Vihl shifts behind me, quieter now. “That’s clean.”
“It’s direct,” I say.
I let a moment pass before pushing further.
“You don’t look scared,” I say.
“I’m not panicking,” she replies.
“That wasn’t the question.”
She meets my gaze fully now, and there is no attempt to avoid it.
“I know what I’m choosing,” she says.
I step closer, reducing the distance again, testing whether proximity changes anything.
“Do you,” I ask quietly, “or do you just know what you’re avoiding?”
The reaction is there, small but real, a flicker in her eyes that appears and disappears almost instantly.
She recovers quickly.
“That depends on whether those are different things,” she says.
Vihl lets out a low whistle. “She’s got teeth.”
“She’s aware,” I correct.
I shift slightly, continuing the pressure.
“If I decide you’re not useful,” I say, “you don’t go back.”
“I’m aware.”
“If I decide you are,” I continue, “you don’t negotiate terms.”
“I didn’t ask for terms.”
“You didn’t ask for anything,” I say. “You offered.”
“Yes.”
The silence that follows is heavier now, shaped by the decision already made.
I turn slightly, signaling the next step.
“Bring her,” Vihl says automatically.
“No,” she says, cutting in before anyone moves.
I turn back to her.
Her posture hasn’t changed, but the air around her has, sharpened by something more deliberate now.
“I’ll walk,” she says.
Vihl raises a brow. “That’s not how this works.”
“It can be,” she replies.
I study her again.
“You think that matters?” I ask.
“I think how something starts affects how it continues,” she says.
“That’s a risk,” I say.
“So is dragging me,” she replies.
Vihl huffs quietly. “She’s negotiating already.”
“She’s setting a boundary,” I say.
I hold her gaze for another moment, weighing it, then nod once.
“Walk,” I say.
Vihl glances at me. “You’re letting her?”
“I’m watching her,” I reply.
She turns without waiting, moving toward the exit with measured steps. There is no rush in her movement, no hesitation, and no glance back to check whether we follow.
I follow.
Vihl falls in beside me, quieter now than he has been since we arrived.
“She’s not normal,” he mutters.
“No,” I say.
Behind us, Lorens remains silent, and that silence says more than anything else he could have added.
The corridor feels different on the way out, the structure still intact but the tension no longer holding it together the same way.
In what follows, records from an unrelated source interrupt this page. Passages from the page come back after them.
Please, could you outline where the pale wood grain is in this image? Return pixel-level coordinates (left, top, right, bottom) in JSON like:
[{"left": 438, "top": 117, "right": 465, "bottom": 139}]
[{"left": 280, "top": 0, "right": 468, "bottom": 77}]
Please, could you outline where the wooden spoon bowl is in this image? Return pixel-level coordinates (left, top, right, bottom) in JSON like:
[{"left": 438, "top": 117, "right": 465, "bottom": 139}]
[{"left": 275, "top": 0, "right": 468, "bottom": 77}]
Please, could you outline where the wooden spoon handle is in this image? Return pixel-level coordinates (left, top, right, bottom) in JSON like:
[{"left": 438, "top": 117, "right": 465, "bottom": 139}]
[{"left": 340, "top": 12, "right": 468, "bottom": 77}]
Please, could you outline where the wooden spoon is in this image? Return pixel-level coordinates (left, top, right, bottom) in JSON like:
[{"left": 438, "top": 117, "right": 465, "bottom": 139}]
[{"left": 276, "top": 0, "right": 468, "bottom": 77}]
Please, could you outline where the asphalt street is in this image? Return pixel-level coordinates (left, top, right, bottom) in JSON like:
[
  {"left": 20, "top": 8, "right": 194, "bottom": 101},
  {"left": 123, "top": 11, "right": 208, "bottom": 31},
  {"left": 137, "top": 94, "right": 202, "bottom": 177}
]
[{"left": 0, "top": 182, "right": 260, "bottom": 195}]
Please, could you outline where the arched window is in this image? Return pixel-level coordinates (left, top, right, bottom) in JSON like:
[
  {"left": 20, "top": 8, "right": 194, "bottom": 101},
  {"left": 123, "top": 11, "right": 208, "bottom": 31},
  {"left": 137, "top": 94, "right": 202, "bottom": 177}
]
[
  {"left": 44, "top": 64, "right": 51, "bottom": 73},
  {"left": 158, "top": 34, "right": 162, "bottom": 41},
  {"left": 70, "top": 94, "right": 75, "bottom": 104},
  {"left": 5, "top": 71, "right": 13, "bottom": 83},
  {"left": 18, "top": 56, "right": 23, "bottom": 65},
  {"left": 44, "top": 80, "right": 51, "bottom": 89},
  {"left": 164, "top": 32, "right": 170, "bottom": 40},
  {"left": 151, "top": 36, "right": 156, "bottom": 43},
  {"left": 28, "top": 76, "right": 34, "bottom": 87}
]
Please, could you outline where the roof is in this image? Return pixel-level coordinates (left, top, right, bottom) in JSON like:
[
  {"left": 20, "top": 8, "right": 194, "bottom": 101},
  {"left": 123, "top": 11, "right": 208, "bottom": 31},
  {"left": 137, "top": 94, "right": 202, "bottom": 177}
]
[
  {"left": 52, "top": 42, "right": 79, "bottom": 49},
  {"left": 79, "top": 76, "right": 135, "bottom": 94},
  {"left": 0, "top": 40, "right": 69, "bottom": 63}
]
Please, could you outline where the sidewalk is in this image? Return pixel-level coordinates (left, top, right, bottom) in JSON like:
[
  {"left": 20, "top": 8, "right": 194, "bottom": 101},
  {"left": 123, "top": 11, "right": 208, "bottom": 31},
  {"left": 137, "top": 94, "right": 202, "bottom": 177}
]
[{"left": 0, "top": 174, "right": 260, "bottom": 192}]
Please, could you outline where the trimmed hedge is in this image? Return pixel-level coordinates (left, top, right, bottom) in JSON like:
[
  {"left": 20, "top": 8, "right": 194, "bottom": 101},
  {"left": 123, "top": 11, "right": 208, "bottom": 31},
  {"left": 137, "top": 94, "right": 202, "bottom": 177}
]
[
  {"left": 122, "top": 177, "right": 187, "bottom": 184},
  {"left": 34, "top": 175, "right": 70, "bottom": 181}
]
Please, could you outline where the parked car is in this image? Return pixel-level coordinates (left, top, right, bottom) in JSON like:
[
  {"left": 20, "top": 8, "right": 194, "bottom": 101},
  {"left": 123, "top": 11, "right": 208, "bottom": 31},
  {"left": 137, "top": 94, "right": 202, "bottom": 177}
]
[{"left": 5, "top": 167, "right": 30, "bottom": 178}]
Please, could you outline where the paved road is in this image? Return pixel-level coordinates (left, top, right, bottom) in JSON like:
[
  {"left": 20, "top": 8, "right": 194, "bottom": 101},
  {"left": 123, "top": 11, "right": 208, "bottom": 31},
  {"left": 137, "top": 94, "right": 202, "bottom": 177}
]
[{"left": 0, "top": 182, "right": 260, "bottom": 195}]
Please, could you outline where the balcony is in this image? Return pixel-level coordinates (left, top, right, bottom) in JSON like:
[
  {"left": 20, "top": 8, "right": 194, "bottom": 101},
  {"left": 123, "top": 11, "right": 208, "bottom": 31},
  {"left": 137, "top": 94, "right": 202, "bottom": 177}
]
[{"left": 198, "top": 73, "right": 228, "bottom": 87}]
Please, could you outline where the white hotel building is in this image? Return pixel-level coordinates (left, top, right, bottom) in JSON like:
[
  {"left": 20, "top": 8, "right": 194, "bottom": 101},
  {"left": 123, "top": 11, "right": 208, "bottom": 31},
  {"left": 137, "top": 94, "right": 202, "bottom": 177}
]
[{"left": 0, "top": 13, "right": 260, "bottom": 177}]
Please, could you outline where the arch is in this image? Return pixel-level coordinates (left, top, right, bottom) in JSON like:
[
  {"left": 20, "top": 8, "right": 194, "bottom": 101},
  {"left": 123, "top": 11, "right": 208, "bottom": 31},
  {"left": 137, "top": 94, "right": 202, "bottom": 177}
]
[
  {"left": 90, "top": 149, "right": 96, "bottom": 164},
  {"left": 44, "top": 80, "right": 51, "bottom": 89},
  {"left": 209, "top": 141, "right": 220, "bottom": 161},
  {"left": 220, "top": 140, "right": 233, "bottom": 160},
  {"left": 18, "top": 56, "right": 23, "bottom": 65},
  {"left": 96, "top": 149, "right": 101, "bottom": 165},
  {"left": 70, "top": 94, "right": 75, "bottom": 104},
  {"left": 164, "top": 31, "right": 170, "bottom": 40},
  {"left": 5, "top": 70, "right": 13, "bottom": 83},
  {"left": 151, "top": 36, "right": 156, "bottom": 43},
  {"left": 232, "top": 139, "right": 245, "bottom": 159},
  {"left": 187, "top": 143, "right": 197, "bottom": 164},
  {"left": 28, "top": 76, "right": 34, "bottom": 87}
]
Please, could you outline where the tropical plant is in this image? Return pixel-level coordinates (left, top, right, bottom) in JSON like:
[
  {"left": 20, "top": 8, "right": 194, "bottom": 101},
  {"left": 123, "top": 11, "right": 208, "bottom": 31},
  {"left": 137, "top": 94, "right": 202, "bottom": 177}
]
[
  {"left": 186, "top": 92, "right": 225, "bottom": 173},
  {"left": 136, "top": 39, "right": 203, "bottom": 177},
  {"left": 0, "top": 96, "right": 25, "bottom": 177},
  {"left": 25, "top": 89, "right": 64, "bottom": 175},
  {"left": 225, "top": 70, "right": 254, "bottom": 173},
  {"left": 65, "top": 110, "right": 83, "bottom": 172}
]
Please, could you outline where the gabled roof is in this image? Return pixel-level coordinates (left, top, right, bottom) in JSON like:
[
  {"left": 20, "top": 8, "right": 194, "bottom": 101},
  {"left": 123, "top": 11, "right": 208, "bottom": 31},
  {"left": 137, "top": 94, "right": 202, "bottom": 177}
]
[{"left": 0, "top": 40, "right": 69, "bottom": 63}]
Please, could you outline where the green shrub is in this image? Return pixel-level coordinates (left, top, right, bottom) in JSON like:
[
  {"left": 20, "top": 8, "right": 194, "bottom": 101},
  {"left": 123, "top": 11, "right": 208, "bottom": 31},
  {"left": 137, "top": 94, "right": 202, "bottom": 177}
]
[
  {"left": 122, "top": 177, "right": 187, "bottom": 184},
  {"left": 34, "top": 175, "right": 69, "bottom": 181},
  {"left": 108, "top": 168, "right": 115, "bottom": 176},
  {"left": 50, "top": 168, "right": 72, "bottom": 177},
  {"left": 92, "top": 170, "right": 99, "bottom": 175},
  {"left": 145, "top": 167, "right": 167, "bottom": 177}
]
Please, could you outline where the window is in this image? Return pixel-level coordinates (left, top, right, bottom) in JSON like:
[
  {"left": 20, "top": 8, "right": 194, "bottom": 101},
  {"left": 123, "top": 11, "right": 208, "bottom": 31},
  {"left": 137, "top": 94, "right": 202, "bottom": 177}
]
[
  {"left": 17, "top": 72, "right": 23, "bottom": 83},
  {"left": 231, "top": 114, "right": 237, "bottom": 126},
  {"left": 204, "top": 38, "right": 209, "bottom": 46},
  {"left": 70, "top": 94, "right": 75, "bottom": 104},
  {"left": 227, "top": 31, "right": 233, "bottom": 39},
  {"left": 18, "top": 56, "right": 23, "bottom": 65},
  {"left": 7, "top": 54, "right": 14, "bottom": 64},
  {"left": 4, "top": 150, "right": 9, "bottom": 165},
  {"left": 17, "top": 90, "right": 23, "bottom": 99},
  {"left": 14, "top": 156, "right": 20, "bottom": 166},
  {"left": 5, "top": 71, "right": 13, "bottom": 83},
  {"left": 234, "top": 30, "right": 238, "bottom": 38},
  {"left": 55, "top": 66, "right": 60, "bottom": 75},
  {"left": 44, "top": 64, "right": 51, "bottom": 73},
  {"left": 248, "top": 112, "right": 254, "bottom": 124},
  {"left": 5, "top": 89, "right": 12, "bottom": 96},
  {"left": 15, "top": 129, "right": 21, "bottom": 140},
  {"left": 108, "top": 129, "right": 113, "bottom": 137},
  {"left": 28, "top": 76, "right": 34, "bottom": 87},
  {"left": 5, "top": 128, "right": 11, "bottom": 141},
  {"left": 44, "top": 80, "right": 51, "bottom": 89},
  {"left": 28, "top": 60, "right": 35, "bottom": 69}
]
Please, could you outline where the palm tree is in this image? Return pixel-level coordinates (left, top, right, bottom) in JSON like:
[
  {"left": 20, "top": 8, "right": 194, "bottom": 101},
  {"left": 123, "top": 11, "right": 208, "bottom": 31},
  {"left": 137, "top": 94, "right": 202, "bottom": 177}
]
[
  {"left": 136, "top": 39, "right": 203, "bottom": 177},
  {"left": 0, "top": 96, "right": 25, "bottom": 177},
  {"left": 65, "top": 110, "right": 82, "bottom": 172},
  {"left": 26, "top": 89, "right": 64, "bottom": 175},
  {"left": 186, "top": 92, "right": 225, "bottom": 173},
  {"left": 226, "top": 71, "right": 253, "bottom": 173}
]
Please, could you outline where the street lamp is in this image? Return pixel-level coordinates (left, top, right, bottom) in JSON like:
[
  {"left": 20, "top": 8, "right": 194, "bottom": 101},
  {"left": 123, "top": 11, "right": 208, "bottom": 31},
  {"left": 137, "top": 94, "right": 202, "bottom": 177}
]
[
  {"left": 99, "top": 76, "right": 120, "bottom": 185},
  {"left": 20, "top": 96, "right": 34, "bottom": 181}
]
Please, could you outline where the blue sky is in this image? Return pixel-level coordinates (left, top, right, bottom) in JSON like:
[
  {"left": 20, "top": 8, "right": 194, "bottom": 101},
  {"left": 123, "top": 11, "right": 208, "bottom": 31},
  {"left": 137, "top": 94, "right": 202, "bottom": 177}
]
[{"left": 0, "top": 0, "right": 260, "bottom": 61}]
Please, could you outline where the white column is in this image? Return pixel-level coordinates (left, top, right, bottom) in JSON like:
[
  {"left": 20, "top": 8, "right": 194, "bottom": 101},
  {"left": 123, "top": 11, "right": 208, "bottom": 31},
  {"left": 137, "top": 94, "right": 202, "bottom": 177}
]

The staff keep their distance, their movements smaller, their attention carefully lowered.
She walks ahead of us, steady and aligned, not trying to disappear and not trying to perform.
“Why’d you take her?” Vihl asks under his breath.
“I didn’t take her,” I say.
He glances at me. “That’s not how it looked.”
I watch her as she moves, every step deliberate.
“No,” I say quietly. “It isn’t.”
We reach the exit without resistance, and the night air outside feels sharper, cooler as the scent of the estate fades behind us. The ship waits ahead, dark and still, its surface absorbing the light instead of reflecting it.
She slows slightly at the base of the ramp, not stopping, just adjusting as she takes in what stands in front of her. The scale of it, the presence of it, the reality of where she is going all register in that small shift.
Then she continues.
Up the ramp.
Without being told.
Vihl exhales slowly beside me. “You see that?”
“I do.”
“That’s not fear,” he says.
“No,” I agree.
It isn’t.
I follow her onto the ship, the familiar hum settling into place as the systems respond to my presence. The air shifts, warmer, sharper, real in a way the estate never was.
She steps onto the deck and pauses just long enough to reorient herself before continuing forward.
I watch her longer than I should.
Then I turn away.
“Lock it down,” I say. “We’re done here.”
The ramp begins to close, sealing the estate out behind us.
Vihl glances back once, then forward again. “You think we just made a smart move,” he says, “or a complicated one?”
I look at her again, the way she stands in a space that should overwhelm her and doesn’t.
“I think,” I say slowly, “we just changed the terms.”